Je les arrangeai les unes à la suite des autres, processionnellement, comme une caravane d'hommes et de bêtes en voyage. Il y en avait tant, que le cortège finit par couvrir toute la table, et qu'il ne resta plus de place pour mes petites maisons et mes églises.
Un étonnement croissant se lisait dans les yeux de la petite demoiselle, et, lorsqu'elle put embrasser d'un seul coup d'oeil toute cette richesse et que je lui fis signe que tout cela lui appartenait, elle se mit abattre des mains et à sauter de joie. Cette joie me rendit extrêmement heureux et me fit croire que j'avais fait des choses réellement admirables, puisque j'avais atteint si complètement le but de mes efforts.
J'expliquai longuement à Rose, par toute sorte de mines et de gestes, ce que représentait chacune de mes petites figures. Je poussais les vaches sur la table, je faisais galoper les chevaux, je remplissais l'office du berger rassemblant ses moutons et les ramenant à l'étable, je plaçais les oiseaux les uns après les autres sur le faîte des maisons et le clocher des églises, comme s'ils s'y fussent perchés de leur propre vol.
Rose, ouvrant ses grands yeux bleus, regardait sans rien dire les petites scènes que je jouais devant elle; mais elle semblait ravie d'une joie enfantine. Un sentiment de bonheur infini inondait mon coeur. Mes parents étaient en conversation avec M. et madame Pavelyn, et mes frères et soeurs écoutaient ce qui se disait. Rose et moi nous n'étions occupés que de nous; elle ne prêtait attention qu'à mes figurines et à mes jeux....
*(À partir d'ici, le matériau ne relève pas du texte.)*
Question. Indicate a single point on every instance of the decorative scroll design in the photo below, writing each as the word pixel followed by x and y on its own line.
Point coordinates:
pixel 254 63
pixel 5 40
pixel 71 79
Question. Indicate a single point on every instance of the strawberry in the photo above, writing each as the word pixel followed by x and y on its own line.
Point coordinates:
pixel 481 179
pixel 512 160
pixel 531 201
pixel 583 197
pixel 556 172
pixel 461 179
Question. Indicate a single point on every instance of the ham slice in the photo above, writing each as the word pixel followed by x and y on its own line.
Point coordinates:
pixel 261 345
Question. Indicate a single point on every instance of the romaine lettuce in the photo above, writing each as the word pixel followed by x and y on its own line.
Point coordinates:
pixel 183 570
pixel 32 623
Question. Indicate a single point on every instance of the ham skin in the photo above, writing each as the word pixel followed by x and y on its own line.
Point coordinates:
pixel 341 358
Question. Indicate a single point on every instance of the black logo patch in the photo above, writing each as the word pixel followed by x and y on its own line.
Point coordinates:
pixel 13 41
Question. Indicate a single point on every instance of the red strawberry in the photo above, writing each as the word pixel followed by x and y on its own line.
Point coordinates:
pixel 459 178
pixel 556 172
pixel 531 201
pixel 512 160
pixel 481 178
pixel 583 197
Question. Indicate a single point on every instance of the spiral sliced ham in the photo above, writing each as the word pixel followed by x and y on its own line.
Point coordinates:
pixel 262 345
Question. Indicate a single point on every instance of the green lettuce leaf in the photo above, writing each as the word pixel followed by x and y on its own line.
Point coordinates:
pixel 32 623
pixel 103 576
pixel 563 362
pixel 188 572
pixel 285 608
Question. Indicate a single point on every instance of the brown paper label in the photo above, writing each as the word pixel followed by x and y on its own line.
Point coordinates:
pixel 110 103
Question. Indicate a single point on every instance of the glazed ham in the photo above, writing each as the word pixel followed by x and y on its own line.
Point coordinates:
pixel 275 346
La sueur perlait sur mon front à cause des efforts que je faisais pour lui faire comprendre clairement par signes ce que je voulais exprimer. Je venais de lui montrer un chasseur qui abat un lièvre et le chien qui va chercher le gibier touché. Puis je simulai un combat entre deux soldats en leur faisant pousser leurs grands sabres l'un contre l'autre. Je jouai sans doute cette scène d'une manière très-vive et très-compréhensible, car Rose paraissait émue et effrayée; mais quand l'un de mes soldats fut renversé par son ennemi, et que, dans sa chute, il fit tomber toute une rangée de vaches, de chevaux, et même d'arbres et de liaisons, nous poussâmes tous deux un long éclat de rire, et Rose dansa de plaisir; pour augmenter encore sa joie, je me mis à courir et à sauter autour de la table en poussant des cris sauvages.
Le bruit que nous faisions interrompit la conversation des parents de Rose avec mon père. Ils nous regardèrent un instant avec satisfaction et parurent charmés de voir que leur fille s'amusait si franchement et rougissait de plaisir.
Le monsieur s'approcha de la table, prit çà et là quelques-unes des plus singulières ou peut-être des meilleures petites figures, les examina avec bienveillance et hocha la tête d'un air content; puis il me frappa sur l'épaule en disant:
—As-tu fait tout cela seul? Bravo, mon petit garçon! Ce n'est certes pas très-beau; mais il y a quelque chose; il y a un certain esprit dans ces deux gendarmes qui s'avancent là-bas avec leurs longues jambes. Et que vas-tu faire de toute cette légion d'hommes et de bêtes?
Je montrai du doigt sa fille.
—Tout cela est pour moi, mon père, s'écria Rose. Ah! comme je vais pouvoir jouer! Léon m'apprendra comment ils doivent marcher les uns derrière les autres, chacun à son rang, comme ils sont là maintenant.